Water pressure as a function of depth
It's my understanding that water pressure is dependant on the depth of the water column, and not the total volume of the tank. Am I wrong here?
The reason I ask is because I'm in the beginning stages of building a paludarium that will be a water fall with a cascade pool. I intend to make the front, viewable portion a solid pane of glass with the access doors in the sides. The viewing area will be just shy of 36" across and I have no intention of bracing the glass in the center. The depth at the front of the tank will be no more than 12-14", but the front pane will be 54" tall, so bracing at the top would not be terribly effective. There will be glass running from front to back maybe 6" in from each side, where a land area will be situated, unless I do the lowest pool riparium style. The glass will be retained by 1/2" or 5/8" plywood (I'd rather go lighter if possible as I will likely have to move this thing at some point.). In any case, there will probably be a 24-30" section without reinforcement.
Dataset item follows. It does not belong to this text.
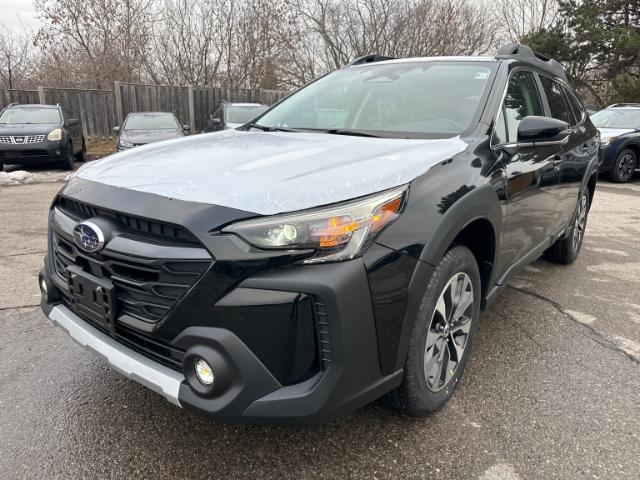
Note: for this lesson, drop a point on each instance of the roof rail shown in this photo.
(518, 51)
(615, 105)
(371, 58)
The thicker I go with the glass, the heavier this thing will become, so I'm hoping to go with 3/8" or less. I'm hoping to get away with 1/2" glass (1/4" would be nice if doable.). My thought is that there won't be a tremendous amount of pressure pushing on the front glass, but at 36"x28"x12", there will be somewhere around 50 gallons of water in the lower section (A bit less due to land area, etc.).
Does anyone have any thoughts on this matter? Maybe someone less physics challenged than myself can set me straight?